The annual appearance of doubting Thomas… In our own times there is a commonly accepted “universe of doubt” in which virtually no proposition is accepted as objectively true. All truths claiming that name are, by virtue of the claim, considered suspect and not to be trusted. If the former era was an Age of Faith, ours is an Age of Doubt.
Doubting Thomas had, at least, the openness to say, “I won’t believe until… until I see the nail marks in his hands, until I put my hand into the wound in his side.” Thomas was not without faith – he just wanted proof. A contemporary Thomas, however, seeks no proof for he denies that any could be offered and so he simply doubts – and dismisses – the possibility of rising from the dead. Such is the cultural matrix in which we live.

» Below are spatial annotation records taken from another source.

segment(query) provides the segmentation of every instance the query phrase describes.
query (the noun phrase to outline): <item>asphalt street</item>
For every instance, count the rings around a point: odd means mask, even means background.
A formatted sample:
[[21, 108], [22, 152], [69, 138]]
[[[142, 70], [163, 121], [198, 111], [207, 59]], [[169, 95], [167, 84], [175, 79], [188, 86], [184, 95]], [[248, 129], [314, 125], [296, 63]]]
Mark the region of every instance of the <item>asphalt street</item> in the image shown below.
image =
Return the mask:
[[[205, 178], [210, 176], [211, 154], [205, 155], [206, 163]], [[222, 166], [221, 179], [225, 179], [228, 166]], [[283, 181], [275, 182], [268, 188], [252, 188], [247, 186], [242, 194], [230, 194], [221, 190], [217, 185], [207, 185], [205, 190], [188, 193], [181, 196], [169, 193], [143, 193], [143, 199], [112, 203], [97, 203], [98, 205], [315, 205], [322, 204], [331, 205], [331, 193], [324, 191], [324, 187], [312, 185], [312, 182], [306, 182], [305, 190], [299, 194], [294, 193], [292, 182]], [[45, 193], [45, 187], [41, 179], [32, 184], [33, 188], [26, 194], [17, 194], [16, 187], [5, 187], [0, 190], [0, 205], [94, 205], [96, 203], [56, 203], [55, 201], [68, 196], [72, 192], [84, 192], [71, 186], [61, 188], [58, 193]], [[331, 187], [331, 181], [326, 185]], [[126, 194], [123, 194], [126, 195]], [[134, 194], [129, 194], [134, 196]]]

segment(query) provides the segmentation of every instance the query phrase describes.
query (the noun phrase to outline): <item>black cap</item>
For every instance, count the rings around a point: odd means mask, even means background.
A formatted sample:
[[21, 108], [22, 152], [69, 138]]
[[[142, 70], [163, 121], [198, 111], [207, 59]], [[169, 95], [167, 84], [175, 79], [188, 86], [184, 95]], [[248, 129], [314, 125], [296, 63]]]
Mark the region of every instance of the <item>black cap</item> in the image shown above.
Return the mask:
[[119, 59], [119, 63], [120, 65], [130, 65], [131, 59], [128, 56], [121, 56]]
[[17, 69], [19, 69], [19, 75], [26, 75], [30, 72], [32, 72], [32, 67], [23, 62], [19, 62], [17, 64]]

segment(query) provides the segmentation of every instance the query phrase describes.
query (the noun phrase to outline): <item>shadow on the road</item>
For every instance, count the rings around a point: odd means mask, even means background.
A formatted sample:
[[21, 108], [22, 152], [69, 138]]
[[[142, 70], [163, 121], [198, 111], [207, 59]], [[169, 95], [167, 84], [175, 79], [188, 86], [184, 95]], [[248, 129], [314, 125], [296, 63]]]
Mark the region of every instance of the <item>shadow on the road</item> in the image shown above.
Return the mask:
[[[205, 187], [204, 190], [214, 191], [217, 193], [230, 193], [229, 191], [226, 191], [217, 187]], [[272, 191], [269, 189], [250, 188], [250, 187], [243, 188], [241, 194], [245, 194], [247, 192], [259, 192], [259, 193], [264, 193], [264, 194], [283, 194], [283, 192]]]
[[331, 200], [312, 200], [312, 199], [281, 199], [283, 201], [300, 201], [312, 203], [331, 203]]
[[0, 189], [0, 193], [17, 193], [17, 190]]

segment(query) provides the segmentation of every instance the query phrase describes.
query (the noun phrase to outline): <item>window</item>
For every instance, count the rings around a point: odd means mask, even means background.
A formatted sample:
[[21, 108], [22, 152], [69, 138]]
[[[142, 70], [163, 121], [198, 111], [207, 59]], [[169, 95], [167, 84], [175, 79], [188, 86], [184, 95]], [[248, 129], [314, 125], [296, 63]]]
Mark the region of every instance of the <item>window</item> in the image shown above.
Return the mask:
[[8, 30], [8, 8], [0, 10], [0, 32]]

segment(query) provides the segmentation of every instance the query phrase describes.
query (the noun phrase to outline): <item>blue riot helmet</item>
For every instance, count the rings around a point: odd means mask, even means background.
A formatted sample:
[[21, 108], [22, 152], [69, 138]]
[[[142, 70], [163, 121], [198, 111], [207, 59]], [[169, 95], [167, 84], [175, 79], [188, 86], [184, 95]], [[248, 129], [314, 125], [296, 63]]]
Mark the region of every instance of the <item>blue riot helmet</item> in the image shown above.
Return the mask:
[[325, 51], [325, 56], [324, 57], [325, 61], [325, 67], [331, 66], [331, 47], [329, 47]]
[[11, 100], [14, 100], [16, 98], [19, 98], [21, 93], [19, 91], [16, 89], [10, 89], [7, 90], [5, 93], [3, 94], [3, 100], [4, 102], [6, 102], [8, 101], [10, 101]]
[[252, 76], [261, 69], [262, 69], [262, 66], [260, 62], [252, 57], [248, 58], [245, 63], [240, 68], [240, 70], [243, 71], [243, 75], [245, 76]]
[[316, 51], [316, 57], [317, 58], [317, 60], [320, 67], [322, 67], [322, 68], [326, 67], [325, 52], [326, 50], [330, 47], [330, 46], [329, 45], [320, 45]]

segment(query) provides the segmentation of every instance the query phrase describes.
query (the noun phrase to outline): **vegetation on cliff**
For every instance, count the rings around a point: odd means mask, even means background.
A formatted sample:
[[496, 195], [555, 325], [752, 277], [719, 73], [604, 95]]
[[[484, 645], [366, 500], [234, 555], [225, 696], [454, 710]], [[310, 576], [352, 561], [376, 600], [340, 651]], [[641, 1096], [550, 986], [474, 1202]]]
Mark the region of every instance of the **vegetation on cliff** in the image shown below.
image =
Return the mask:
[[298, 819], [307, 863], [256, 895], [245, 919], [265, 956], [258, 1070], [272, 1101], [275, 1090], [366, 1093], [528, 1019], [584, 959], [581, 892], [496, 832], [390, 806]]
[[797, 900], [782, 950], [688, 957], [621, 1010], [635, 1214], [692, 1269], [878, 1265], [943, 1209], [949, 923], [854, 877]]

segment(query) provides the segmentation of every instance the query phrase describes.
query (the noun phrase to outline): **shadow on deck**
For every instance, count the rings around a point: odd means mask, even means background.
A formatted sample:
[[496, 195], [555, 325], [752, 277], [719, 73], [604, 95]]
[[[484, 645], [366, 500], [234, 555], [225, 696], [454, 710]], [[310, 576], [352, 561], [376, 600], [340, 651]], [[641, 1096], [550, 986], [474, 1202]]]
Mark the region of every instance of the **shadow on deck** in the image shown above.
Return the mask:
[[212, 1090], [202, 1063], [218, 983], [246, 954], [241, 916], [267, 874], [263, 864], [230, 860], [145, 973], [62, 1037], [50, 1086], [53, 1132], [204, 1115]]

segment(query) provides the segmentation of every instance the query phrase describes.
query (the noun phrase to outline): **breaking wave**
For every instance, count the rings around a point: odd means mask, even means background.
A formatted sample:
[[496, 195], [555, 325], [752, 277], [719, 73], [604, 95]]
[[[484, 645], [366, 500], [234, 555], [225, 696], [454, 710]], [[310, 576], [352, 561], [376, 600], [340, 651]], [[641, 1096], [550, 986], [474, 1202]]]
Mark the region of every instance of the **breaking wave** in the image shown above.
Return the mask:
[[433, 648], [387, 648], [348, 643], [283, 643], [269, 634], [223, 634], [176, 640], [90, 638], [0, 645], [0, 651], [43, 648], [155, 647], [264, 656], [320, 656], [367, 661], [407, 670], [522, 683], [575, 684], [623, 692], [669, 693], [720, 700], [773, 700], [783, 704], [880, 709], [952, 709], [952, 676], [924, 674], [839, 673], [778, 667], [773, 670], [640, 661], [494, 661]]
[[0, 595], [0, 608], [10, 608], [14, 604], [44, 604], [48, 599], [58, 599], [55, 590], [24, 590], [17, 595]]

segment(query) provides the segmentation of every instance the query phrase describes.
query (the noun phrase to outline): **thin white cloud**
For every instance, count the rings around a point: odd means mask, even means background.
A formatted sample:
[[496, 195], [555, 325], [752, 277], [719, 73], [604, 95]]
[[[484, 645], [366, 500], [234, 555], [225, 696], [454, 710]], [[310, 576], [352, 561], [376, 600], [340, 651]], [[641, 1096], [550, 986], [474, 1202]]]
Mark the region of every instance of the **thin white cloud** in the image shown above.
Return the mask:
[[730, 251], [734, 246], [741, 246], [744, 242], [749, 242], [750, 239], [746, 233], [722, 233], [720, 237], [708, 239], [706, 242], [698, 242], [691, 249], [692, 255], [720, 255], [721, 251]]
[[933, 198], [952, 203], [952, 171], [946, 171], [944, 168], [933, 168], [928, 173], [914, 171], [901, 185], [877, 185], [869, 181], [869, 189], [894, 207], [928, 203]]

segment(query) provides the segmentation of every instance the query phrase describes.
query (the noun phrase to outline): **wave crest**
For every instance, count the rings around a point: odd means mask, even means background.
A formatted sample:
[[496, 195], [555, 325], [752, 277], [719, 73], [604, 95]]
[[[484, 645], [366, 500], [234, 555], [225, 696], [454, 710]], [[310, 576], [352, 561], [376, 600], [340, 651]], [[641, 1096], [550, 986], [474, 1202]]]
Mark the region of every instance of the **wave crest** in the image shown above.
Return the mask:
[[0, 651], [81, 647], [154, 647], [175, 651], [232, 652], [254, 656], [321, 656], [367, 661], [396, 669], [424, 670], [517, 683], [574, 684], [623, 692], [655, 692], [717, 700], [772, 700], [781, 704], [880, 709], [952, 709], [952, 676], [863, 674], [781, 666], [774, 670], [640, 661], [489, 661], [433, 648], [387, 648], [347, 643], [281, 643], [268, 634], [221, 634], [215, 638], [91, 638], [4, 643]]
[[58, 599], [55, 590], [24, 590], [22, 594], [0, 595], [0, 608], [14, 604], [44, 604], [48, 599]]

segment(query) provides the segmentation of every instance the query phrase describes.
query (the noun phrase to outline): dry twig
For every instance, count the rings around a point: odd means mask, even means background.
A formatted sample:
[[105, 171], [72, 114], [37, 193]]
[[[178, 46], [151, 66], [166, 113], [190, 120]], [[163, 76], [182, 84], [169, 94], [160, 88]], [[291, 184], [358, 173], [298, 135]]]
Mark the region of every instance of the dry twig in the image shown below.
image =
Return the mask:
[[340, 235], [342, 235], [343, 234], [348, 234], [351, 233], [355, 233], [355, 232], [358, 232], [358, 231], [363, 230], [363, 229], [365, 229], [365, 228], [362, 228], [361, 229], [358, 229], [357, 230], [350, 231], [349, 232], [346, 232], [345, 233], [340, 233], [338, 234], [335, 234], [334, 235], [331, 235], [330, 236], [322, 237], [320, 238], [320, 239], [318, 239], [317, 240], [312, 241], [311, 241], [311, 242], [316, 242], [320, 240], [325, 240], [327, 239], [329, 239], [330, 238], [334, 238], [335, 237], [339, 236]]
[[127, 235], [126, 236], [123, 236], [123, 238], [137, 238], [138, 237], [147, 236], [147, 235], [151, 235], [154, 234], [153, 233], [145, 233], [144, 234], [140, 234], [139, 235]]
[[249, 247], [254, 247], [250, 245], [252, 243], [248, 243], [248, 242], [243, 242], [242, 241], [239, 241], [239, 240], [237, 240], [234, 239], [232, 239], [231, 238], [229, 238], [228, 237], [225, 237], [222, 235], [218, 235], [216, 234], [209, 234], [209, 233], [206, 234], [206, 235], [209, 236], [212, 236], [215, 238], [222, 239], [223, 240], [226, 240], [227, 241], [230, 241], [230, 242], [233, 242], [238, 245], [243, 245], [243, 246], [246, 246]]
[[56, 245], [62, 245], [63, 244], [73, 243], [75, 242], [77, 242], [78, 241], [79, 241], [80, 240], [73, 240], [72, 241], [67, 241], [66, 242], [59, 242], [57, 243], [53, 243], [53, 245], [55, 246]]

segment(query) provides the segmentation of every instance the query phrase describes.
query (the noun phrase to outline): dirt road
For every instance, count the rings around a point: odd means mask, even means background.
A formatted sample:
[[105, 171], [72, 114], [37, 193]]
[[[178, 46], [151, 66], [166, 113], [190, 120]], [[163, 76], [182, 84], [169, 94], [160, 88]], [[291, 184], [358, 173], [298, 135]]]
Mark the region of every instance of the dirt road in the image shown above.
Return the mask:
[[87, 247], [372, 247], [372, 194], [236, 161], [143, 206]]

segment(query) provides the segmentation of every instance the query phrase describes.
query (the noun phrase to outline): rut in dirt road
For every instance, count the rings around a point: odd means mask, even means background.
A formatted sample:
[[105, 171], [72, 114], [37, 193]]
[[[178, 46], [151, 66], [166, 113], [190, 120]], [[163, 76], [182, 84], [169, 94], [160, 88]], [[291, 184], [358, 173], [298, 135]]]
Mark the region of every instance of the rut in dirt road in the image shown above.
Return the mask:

Doubt is not the opposite of faith, but rather an element of it. Doubt, indeed, can lead us to faith or restore us to it when faith is lost. But when doubt consumes faith, we are left miserably disconnected from God, painfully estranged from love, and achingly cut off from hope. As Buddhist wisdom teaches: “There is nothing more dreadful than the habit of doubt. Doubt separates people. It is a poison that disintegrates friendships.”
It would be dishonest to artificially dismiss our doubts. Rather, what we need is to trust that there is something greater, brighter, more pure, true, just, loving and timeless than our doubts. “Faith is the realization of what is hoped for and evidence of things not seen.”
When doubting Thomas got his proof, he did not say, “Alright. I believe you’re alive.” Such a response would have been little more than a skeptic’s grudging admission to the facts. Rather, doubting Thomas’ response was one of faith: “My Lord and my God!”